Electricity prices have surged in recent weeks as global demand for gas has spiked as economies unlock. The squeeze has been made worse by low levels of gas supply across Europe after an unusually long and cold winter.
Rising prices have sent several smaller energy suppliers to the wall and left many others struggling for survival. Even large operators say current wholesale prices make their businesses unprofitable in the long term with the current energy price cap.
Soaring electricity prices have forced some factories to shut down at peak times, as operations are unprofitable with costs so high. The government was forced to intervene and pay to keep fertiliser manufacturer CF Industries operating after its shutdown created a CO2 shortage across the UK. The shortage threatened everything from meat supply to soft drinks as the gas is used in a wide range of manufacturing processes.
Meanwhile, the UK faces an estimated shortfall of around 100,000 lorry drivers. The shortage is leading to supply chain issues across the economy, with delays and shortages of everything from petrol to chicken.
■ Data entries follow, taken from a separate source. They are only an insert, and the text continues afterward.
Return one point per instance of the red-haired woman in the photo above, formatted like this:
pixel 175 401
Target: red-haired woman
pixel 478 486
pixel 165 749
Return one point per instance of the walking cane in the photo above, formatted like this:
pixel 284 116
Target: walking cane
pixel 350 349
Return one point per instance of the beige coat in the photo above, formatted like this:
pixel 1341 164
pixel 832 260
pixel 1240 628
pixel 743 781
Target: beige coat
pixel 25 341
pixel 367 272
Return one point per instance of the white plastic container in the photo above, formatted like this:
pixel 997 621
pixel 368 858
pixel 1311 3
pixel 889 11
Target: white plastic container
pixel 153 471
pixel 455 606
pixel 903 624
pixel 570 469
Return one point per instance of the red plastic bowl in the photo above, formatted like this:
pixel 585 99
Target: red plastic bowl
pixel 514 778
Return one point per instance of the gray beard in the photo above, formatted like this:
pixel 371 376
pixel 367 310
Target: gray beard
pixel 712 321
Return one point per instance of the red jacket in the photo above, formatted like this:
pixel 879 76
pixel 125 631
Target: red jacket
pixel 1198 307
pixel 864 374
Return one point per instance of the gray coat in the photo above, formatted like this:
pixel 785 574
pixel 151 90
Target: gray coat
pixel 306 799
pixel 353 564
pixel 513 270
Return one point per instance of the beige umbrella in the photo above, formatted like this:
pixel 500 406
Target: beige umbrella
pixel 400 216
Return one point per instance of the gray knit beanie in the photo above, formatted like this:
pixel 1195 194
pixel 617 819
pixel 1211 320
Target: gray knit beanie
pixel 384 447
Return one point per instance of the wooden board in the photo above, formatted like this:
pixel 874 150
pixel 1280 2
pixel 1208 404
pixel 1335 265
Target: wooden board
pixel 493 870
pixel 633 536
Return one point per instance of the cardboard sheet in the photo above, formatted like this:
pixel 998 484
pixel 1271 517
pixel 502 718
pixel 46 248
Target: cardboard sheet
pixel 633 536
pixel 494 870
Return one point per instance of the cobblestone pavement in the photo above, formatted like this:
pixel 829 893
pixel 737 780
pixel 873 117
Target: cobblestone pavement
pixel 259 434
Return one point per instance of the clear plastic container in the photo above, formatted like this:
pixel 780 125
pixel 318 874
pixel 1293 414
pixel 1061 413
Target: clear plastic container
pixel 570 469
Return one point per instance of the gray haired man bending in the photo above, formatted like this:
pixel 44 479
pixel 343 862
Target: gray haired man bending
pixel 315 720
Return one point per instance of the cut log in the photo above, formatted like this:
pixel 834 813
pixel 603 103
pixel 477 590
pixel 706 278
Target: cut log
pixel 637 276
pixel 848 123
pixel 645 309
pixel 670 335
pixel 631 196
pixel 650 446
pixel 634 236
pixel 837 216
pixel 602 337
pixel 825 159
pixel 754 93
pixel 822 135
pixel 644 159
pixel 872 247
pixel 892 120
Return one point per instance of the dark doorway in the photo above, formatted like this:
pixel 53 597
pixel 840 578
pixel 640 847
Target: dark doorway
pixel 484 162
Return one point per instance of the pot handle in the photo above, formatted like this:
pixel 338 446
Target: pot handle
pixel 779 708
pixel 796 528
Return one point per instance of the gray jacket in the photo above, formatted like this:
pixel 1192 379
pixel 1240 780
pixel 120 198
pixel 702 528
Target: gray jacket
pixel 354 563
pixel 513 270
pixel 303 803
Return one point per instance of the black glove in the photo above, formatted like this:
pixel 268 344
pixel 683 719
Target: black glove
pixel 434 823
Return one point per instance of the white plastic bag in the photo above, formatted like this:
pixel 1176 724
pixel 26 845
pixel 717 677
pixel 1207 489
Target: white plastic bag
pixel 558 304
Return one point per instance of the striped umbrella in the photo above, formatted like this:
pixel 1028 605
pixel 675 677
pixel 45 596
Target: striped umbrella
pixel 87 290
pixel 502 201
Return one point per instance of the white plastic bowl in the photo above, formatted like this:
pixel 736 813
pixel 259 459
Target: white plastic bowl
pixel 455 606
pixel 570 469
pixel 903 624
The economy at large has over 1 million vacancies as employers struggle to fill jobs. Experts blame a combination of Brexit and the pandemic — both of which led many overseas workers to return to their home countries — and a skills mismatch, which many workers having the wrong qualifications for the jobs available.
“While many of these challenges are global in nature, the solutions we need are local,” Danker said.
He called for temporary visas to allow overseas workers to help plug gaps in the economy. Danker also urged the government to offer support for the energy industry and industrial manufacturers to deal with the energy price crisis.
“Establishing a crisis management Taskforce to move quickly – with both business and government around the table – will ensure Government is far more informed about the nature and scale of the challenges; can formulate responses fast; and is able to get the support of the Prime Minister and the Cabinet to take action required,” he said. “We stand ready to support the Government to do this.”